SYDNEY • A drive-by shooting outside a nightclub in Melbourne inflicted "horrific injuries" that killed a security guard and wounded three men, Australian police said yesterday, but there was no suggestion yet that the attack was terror-related.
Australia has some of the world's toughest gun control laws, adopted after its worst mass murder, when a gunman killed 35 people at Port Arthur in the island state of Tasmania in 1996.
Yesterday's shooting took place around 3.20am local time in the lively entertainment district of Melbourne's south-eastern suburb of Prahran, police said.
Three security guards and a man queueing to enter were taken to hospital with gunshot injuries, police said in a televised news conference in Melbourne.
"It would appear that shots have been discharged from a car in this area into a crowd standing outside the nightclub," homicide inspector Andrew Stamper said.
The victims suffered "horrific injuries" from a weapon fired in close proximity, he added.
One guard died in hospital, another man was in critical condition and two escaped life-threatening injuries.

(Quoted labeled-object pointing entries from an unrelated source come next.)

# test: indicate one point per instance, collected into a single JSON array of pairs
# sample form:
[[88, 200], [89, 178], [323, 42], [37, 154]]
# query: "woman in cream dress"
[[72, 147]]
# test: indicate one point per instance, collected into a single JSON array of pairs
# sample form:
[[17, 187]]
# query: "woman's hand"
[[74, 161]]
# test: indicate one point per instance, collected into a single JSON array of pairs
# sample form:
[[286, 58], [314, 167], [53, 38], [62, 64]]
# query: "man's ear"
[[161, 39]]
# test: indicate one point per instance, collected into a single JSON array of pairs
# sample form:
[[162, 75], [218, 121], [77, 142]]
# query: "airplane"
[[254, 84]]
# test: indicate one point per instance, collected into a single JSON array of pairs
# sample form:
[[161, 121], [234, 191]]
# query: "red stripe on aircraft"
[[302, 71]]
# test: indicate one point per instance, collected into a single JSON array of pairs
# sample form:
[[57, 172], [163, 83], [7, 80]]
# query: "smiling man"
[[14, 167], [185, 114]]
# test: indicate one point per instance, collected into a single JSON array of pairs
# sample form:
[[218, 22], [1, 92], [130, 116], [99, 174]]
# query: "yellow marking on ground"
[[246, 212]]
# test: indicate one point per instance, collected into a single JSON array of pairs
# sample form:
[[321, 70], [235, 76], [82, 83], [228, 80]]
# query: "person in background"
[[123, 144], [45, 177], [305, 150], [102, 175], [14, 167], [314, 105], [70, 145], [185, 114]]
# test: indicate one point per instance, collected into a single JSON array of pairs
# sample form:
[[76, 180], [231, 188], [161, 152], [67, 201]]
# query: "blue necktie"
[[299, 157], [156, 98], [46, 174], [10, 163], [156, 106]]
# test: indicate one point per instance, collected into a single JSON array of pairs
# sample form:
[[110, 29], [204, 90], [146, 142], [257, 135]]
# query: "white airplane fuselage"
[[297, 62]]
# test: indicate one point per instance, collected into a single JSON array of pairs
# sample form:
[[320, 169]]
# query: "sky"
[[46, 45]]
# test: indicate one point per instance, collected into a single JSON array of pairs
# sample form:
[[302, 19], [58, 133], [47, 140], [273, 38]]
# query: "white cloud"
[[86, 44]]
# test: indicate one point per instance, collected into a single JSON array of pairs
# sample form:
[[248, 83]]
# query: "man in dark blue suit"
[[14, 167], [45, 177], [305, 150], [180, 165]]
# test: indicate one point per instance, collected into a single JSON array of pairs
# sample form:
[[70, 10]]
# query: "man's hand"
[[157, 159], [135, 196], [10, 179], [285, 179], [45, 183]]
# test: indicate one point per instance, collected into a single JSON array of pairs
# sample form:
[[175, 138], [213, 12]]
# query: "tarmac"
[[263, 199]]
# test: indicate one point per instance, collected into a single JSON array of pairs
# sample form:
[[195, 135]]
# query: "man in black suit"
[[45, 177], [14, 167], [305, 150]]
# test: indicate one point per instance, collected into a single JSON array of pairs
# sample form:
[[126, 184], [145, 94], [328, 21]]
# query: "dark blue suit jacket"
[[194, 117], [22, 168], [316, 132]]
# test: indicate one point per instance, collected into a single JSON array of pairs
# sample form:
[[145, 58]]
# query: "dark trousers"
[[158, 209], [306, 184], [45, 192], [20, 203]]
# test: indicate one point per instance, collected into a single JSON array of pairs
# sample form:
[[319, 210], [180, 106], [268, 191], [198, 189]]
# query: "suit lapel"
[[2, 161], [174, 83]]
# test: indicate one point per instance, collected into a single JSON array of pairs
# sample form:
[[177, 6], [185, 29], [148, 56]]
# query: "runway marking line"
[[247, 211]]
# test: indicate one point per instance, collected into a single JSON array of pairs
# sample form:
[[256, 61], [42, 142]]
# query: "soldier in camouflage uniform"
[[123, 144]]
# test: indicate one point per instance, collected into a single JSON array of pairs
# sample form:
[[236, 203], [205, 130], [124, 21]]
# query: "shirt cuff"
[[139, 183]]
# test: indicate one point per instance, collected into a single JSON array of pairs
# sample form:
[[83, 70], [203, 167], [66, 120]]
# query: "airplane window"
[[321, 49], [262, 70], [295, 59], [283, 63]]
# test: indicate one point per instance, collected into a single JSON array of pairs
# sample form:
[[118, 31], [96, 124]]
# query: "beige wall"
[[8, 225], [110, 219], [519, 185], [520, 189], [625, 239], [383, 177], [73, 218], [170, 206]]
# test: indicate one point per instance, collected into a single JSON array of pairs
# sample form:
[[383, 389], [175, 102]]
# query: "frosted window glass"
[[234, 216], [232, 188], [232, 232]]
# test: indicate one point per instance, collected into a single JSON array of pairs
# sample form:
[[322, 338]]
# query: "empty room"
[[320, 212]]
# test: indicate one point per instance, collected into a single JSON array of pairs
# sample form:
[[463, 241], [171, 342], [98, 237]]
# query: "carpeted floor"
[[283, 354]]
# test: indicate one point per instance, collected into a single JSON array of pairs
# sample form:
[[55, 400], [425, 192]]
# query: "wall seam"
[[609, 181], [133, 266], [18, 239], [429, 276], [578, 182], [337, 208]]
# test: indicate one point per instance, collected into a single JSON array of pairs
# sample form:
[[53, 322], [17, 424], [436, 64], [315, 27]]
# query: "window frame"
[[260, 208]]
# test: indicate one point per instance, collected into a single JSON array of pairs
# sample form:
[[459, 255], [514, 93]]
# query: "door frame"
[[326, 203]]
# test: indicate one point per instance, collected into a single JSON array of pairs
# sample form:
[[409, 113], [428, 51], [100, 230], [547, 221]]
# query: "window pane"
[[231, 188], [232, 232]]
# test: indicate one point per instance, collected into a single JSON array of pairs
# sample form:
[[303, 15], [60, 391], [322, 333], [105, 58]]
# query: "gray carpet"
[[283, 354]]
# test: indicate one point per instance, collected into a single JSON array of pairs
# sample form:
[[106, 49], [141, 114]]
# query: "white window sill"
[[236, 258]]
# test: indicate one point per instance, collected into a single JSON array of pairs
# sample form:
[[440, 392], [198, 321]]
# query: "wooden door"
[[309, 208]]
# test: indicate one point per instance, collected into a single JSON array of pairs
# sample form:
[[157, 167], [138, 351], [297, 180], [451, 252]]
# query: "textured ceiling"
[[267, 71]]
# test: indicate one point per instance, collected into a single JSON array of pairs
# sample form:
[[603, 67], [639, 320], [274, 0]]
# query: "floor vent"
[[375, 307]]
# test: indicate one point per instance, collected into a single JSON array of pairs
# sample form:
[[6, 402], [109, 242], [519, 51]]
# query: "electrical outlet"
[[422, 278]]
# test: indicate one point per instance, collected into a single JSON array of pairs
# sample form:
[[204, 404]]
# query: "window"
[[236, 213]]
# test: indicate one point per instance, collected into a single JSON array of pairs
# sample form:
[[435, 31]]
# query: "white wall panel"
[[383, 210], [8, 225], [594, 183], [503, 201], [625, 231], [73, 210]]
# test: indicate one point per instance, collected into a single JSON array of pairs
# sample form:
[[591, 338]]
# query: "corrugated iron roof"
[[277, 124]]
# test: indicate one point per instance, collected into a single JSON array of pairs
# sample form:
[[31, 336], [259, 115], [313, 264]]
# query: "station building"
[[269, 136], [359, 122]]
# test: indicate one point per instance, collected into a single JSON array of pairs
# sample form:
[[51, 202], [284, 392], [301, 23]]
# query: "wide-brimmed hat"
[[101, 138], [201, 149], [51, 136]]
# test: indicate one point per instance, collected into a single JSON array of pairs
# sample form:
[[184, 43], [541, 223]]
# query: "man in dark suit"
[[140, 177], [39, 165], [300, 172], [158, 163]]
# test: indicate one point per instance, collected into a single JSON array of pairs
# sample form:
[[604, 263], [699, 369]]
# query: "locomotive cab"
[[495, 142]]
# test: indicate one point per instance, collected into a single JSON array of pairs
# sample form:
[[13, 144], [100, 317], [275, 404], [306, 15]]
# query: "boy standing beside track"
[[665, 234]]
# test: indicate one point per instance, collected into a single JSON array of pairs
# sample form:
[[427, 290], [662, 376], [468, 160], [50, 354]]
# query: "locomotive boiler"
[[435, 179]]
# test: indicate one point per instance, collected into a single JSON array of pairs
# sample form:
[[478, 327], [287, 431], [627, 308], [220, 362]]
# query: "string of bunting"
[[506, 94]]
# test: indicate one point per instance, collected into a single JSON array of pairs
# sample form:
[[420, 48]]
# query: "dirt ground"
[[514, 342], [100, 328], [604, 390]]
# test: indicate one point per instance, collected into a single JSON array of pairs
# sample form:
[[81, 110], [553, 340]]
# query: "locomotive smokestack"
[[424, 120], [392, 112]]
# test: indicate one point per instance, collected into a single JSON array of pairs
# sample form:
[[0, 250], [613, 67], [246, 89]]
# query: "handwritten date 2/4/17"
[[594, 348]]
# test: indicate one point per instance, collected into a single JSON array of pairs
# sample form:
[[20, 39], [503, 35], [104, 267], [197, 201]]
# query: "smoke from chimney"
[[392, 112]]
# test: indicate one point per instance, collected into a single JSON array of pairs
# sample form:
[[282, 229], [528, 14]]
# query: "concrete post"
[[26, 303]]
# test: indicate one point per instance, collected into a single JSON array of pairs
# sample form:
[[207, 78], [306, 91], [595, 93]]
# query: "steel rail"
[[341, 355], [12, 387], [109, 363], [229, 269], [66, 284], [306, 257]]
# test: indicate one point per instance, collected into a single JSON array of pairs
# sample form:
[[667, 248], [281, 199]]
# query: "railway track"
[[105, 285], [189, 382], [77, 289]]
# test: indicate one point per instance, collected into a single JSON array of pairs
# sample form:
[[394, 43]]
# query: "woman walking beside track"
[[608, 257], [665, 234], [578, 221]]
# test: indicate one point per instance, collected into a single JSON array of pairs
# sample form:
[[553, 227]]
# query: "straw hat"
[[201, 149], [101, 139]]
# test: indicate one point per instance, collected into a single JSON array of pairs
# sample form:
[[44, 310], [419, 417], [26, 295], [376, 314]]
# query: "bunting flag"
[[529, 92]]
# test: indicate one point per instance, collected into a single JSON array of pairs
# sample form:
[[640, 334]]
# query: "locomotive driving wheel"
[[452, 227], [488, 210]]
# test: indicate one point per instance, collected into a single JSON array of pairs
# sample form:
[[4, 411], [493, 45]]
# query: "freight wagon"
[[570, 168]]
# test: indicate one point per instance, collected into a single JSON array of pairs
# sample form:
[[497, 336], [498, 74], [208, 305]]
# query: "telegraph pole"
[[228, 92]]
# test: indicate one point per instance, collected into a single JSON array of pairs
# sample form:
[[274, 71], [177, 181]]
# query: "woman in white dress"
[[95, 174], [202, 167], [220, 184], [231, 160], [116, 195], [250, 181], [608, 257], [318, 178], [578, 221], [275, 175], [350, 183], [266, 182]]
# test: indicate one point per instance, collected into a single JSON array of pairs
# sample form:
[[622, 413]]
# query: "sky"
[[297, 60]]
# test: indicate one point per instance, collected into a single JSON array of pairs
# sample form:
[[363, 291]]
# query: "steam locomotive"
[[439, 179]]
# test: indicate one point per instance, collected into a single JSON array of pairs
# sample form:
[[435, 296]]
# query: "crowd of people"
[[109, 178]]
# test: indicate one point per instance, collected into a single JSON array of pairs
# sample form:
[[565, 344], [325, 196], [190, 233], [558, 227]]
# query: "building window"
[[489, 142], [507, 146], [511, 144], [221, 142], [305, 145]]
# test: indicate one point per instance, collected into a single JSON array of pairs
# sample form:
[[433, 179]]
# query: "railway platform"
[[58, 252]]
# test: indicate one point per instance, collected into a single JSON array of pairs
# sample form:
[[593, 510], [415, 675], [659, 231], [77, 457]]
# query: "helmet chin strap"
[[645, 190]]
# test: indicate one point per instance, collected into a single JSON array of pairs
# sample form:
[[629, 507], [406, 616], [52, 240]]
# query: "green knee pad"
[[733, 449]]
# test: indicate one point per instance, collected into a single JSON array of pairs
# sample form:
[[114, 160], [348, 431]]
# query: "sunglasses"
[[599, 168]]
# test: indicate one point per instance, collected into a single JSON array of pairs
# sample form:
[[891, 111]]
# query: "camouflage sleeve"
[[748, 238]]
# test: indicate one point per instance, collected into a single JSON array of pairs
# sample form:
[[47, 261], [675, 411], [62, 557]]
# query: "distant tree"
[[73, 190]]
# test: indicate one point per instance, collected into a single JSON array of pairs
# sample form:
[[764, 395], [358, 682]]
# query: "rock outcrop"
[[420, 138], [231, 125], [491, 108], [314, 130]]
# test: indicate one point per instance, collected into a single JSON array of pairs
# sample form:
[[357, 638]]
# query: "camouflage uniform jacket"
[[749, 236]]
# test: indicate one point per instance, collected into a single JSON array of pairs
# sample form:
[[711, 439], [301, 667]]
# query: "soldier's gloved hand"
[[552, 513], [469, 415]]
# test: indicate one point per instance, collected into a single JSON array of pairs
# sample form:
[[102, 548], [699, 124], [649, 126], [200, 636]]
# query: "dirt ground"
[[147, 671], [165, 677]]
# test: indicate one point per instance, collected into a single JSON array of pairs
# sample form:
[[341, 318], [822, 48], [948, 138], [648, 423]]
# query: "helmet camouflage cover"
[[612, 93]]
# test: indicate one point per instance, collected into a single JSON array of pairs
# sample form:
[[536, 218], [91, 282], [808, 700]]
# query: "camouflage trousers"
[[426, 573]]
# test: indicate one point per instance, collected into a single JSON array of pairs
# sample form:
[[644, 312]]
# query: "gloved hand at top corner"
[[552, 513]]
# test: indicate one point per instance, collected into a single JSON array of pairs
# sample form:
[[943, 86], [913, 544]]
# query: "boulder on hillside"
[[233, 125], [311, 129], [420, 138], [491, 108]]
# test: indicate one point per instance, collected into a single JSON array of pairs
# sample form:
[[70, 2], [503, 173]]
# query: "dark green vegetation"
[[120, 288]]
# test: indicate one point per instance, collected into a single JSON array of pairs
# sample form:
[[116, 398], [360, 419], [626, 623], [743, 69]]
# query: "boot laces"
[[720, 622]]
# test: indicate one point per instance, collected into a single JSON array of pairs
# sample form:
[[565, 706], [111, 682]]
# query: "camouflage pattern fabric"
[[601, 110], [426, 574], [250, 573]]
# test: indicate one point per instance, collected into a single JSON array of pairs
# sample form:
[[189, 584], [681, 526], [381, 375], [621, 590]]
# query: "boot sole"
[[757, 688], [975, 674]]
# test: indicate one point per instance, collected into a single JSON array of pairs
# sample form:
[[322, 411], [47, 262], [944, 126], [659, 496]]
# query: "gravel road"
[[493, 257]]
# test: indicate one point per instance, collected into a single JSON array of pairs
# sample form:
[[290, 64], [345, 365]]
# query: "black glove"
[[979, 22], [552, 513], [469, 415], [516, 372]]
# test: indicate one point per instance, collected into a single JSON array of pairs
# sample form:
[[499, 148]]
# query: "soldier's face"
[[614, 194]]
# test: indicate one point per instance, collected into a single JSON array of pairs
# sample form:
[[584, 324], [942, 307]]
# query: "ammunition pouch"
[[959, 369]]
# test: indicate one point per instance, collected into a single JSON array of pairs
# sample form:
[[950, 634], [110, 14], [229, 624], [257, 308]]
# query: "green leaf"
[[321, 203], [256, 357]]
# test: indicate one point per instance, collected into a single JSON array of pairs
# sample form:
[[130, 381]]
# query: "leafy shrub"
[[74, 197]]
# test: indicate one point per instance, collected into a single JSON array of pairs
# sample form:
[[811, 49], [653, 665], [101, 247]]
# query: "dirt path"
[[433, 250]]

One guard was shot in the face, The Age newspaper said.
However, there was no suggestion yet that the attack was terror-related, a police spokesman said.
Detectives are expected to investigate links between an outlawed motorcycle gang and the club, The Age said.
Bloodstained clothing and bullet casings littered the street outside the entrance to the second-storey Love Machine nightclub early yesterday.
Neighbouring New Zealand has adopted legislation to ban semi-automatic firearms and assault rifles after its worst peacetime shooting last month, which killed 50 worshippers in two mosques in the city of Christchurch.